Die Farben eliminiert

In letzter Zeit hat sich die Künstlerin zugunsten einer heterogenen Herangehensweise immer mehr vom Videocharakter gelöst. Ihre in Schruns gezeigten Bildkonglomerate „A Lent I, III, IV“ und „A Lent I, V“ mit den Ausmaßen 240 x 170 Zentimeter sind jedoch sogar noch längsgestreckter als früher und weisen ein fast cinemascopes Seitenverhältnis auf. Der Reflexion auf den zeitgenössischen Kunstbetrieb kommt nach wie vor ein zentraler Stellenwert zu. Dazu eliminiert Steckholzer sämtliche Farben aus den Bildern. Die „Buntheit“ der in Schruns zu sehenden Bilder ist gleichsam auf ein neutrales Schwarz-Weiß-Grau zurückgeschraubt. Die Bildtitel der Serien „A Lent“ beziehen sich auf einen langsamen Satz einer Ravel-Sonate, den die Künstlerin beim Malen gehört hat. Diese großformatigen Bilder sind nicht gehängt, sondern nur an die Wand gelehnt, einzelne davon sind um 90 Grad gedreht, somit also hochgestellt.

Auch die kleinformatige Zeichnungsserie „A 2nd Rockery“ (Rußpigment auf Papier) ist in Schwarz-Weiß gehalten. Fünf der sechs Blätter verweisen formal auf abstrahierte landschaftliche Strukturen. Das sechste Blatt besteht nur aus einem englischen Text mit der sinngemäß übersetzten Überschrift „Ein Landschaftsgemälde wertschätzen“. Steckholzer beschreibt darin, wie sie von Felsen zurück in alte Zeiten getragen wird und dass Wasser sie sehend macht – für ein paar Momente, für ein paar Jahre. Sie glaubt, ein Landschaftsgarten zu sein und sieht aus der Ferne – um zu fühlen? - wie sie fragend in den Raum stellt.

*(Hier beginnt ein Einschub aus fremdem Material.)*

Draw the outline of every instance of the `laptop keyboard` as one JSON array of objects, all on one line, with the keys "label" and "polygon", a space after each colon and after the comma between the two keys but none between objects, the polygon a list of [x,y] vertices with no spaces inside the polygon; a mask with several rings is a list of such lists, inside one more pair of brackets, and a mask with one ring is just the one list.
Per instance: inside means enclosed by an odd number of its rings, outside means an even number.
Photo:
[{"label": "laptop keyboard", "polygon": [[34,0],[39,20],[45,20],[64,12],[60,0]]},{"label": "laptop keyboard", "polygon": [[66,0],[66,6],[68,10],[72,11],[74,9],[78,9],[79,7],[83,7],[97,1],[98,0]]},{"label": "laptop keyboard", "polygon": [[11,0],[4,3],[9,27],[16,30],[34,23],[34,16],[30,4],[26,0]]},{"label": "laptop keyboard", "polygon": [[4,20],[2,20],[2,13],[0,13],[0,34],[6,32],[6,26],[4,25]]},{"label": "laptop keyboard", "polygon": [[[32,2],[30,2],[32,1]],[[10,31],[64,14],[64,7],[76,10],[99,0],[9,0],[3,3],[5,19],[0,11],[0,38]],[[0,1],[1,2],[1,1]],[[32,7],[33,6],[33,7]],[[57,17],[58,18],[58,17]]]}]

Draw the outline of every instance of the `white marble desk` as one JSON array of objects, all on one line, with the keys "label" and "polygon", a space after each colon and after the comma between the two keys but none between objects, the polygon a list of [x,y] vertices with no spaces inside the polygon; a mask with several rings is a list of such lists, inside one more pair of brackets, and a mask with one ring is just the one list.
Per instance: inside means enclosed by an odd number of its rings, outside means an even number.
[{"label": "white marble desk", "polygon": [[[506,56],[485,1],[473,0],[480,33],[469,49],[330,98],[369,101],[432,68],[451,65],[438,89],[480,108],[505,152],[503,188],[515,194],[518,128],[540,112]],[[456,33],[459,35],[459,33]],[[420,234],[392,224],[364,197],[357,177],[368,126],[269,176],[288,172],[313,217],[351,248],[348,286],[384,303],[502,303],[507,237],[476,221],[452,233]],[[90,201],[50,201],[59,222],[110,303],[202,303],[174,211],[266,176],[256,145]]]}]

Die Malerei von Martina Steckholzer ist streng konzeptionell angelegt, scheint aber gleichzeitig von einem lyrischen Grundton getragen zu sein. Mit klaren Linien und stringenter farblicher Reduktion öffnen sich auf der flachen Leinwand dreidimensionale Räume, die zwar als solche wahrnehmbar, aber nur schwer einzuordnen sind. Manchmal sind es Landschaften, zumeist aber Orte der zeitgenössischen Kunst wie Galerieräume, Museumshallen, Künstlerateliers oder Kunstmessen, über die die Südtirolerin malerisch reflektiert.   

Zeigen und repräsentieren

Der Wiener Künstler Andreas Fogarasi hat ungarische Wurzeln. Für seinen Beitrag im ungarischen Pavillon im Rahmen der 52. Biennale in Venedig wurde er 2007 mit dem Goldenen Löwen ausgezeichnet. Und vor zwei Jahren wurde ihm der renommierte Otto-Mauer-Preis zugesprochen. In seinen Installationen, Skulpturen, Videos und Fotografien beschäftigt er sich vor allem mit dem Akt des Zeigens und der Repräsentation. Er analysiert, wie Orte, Städte, politische Ideen oder historische Ereignisse zu Bildern werden und welche Rolle die Kultur – Kunst, Architektur und Design – in diesem Prozess spielt. In einem Pressetext zu seinem Schaffen heißt es: „Grundlage seiner Arbeiten bildet die kritische Auseinandersetzung mit den Mechanismen politischer Aneignung von visueller Kultur heute: dem Prozess der Kulturalisierung der Ökonomie – sei es durch 'kreative' Arbeits- und Entlohnungsmodalitäten, durch Kultur als Motor von Stadtentwicklung und als Standortfaktor im Wettbewerb um Touristen, Investoren und Aufmerksamkeit. Formal aus Minimal Art und Konzeptkunst gespeist, sind Fogarasis Werke dokumentarisch und autonom skulptural zugleich.“

Im Kunstforum Montafon wartet er unter anderem mit Kleinskulpturen auf, bei denen dünne Marmorplatten, Terracotta- und Mosaikfliesen, Pflastersteine und Glasplatten an Materialmuster erinnern, die von Kunststoff-Umreifungsbändern gebündelt und auf einem großen Sockel zur Schau gestellt werden. Fogarasi bezeichnet diese handlichen Pakete aus Baumaterialproben, die offensichtlich auch als Hinweis auf den russischen Konstrutivismus zu werten sind, schlicht und einfach als „Skizzen“.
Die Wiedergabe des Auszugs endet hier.